Equally Split Entries into Groups

Dear Experts,

I have data of around 900 million entries that I want to split into subgroups. I am plotting a quantity (pT) over a range from 0 to 1000 GeV, where each subgroup will contain approximately the same number of entries (enough statistics per subgroup). To achieve this, I have applied a cumulative distribution function (CDF) to my histogram, but I’m not sure how to split this cumulative histogram into multiple subgroups with the same statistics.

Could you please provide me with a solution on how to acheive that ?

Thanks.

Hi @Mustaphaa,

would you mind sharing what you already have so we can fully understand the problem?

Cheers,
Marta

Hi @Mustaphaa,
I attach a simple code to find the ranges to divide a distribution in equally populated sample.
Cumulative.C (1.8 KB)

Below you find two pictures obtained with my code.
In the top part of each picture you have your distribution, and in the bottom part the cumulative obtained after scaling it back to one.

What I do is divide in equal part the y axis of cumulative distribution, then search for the bin where y reach these specific value. The division is way more precise when there are more bin in the first distribution and so also in the cumulative

I hope it enough to solve your problem

1 Like

Dear Dilicus,

Thank you very much, this has solved my problem.

Best,
Mustapha

2 Likes

Hi @Dilicus,

Thank you for the code you provided; it works properly. However, I noticed a small issue with the “last range”. It is quite large in terms of limits, as shown in the attached image. Currently, it spans from 78 to 1000. I’m wondering if it is possible to make it smaller, perhaps between 300 and 1000 or so.

Normally, I don’t have enough data for a range from 130 to 1000 GeV compared to the range from 0 to 130 GeV.

*nbr of bins i have considered is 1000.

ranges

Best,
Mustapha

Maybe I need to adjust a bit the end loop condition.
So you like to have the last range with a smaller fraction of events and not only the 5%?

Could you share a picture of the cumulative of your data obtained with my code?.

1 Like

Hi @Dilicus,

What I mean to say is that I don’t know if I could have the last two ranges like this:

  • Range Before Last: 120 - 300
  • Range Last: 300 - 1000

By preserving the same number of entries for each range, I don’t know if this is doable or not, maybe by taking more than 5% per range ?!

Here is how the cumulative distribution looks for my data (without many cuts that I will be applying, which will reduce the data size):

Another thing is that the datasize per each range is too small i have noticed.
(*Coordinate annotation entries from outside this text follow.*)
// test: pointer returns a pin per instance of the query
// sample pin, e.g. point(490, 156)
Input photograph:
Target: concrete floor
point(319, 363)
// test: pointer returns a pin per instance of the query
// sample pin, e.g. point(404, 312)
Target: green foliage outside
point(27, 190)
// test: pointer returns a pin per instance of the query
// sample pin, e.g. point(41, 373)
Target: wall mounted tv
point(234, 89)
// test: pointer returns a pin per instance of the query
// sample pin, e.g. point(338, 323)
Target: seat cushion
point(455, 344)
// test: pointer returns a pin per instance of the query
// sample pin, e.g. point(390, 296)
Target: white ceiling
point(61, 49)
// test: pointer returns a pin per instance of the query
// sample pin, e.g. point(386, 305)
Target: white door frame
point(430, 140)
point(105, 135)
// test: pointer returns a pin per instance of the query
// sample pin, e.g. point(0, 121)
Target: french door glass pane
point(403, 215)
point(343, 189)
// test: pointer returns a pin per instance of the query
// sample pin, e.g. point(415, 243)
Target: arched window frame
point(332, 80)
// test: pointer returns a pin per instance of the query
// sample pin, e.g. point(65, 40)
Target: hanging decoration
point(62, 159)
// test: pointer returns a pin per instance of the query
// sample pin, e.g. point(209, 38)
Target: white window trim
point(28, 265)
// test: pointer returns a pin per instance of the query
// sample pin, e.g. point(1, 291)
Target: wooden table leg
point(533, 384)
If you notice that the data size for each range is too small, maybe is better to increase to 10% or 15% the size of your samples. This should change also the size of the last one and second last one range. If you increase the bins number to 5000 the division will be more precise

1 Like

Hi @Dilicus,

To approximately achieve the last two ranges like this:

  • Range Before Last: 120 - 300
  • Range Last: 300 - 1000

I set the step size to 0.0001, and it produced ranges similar to these. However, upon inspecting the number of entries in each range, I noticed that the first few ranges had too many entries, and some ranges were repeated.
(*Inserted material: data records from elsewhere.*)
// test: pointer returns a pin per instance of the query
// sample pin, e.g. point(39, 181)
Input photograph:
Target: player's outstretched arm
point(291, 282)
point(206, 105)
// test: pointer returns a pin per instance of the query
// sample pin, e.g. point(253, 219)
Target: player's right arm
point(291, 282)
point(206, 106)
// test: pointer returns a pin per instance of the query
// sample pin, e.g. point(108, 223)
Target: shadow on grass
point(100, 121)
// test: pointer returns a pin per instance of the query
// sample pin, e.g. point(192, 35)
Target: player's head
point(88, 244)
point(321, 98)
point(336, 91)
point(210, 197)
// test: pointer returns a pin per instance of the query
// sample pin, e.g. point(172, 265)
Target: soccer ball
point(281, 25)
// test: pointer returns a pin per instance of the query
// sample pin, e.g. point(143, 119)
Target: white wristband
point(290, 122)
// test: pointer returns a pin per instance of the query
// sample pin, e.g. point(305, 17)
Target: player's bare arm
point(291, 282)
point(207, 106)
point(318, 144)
The reason I set the step size to 0.0001 is that I know there are only around 90K entries between 200 and 1000 GeV, and I thought this would be the only way to achieve such ranges(last two or three).

Could you please share the file you are using and send back the modified version of the macro you are using.

Best,
Stefano

Here is the modified version of the macro
Cumulative.C (2.8 KB)

Here is the data file i’m using, the file is heavy so i give the CernBox path:
https://cernbox.cern.ch/s/6InhPvWvHU1RzZY

And the output i got for different ranges

Thanks

Hi,
I was able to find a solution.
The only thing to do was to increase the numbers of bin of the first histogram. I used 50000000 (5e7) as bin number. With just few bins the cumulative was not precise enough

I used only the first 1% of the file, otherwise the macro took to long to run on my laptop. So my ranges have only ~900 events.

Below you find a screenshot of my ranges, with the events.

EDIT
I just run the macro with the first 10% of the file. these are the results for the last ranges.

2nd EDIT
I run the macro with the full data set. These are the resutls, for the last ranges.
I checked quickly all the range and they all have ~90K events. Using 1e8 bins should improve the results. And maybe you can increase also a bit the step size.

@Dilicus

Thanks so much, that solved my problem.

Dear @Dilicus ,

After splitting the data into groups, I calculated the average pT of each group. Then, I attempted to merge the groups whose average pT differed by less than 10% to achieve a smooth distribution. However, I am uncertain about the average pT formula I used for each merged group and how it should be computed.

The aim is to have enough statistics for each merged group, but the last two ranges could not satisfy the merging condition.

Here is the updated macro with these changes:

Cumulative_Mod.C (5.6 KB)

here is the outpout i got :

Best,

This topic was automatically closed 14 days after the last reply. New replies are no longer allowed.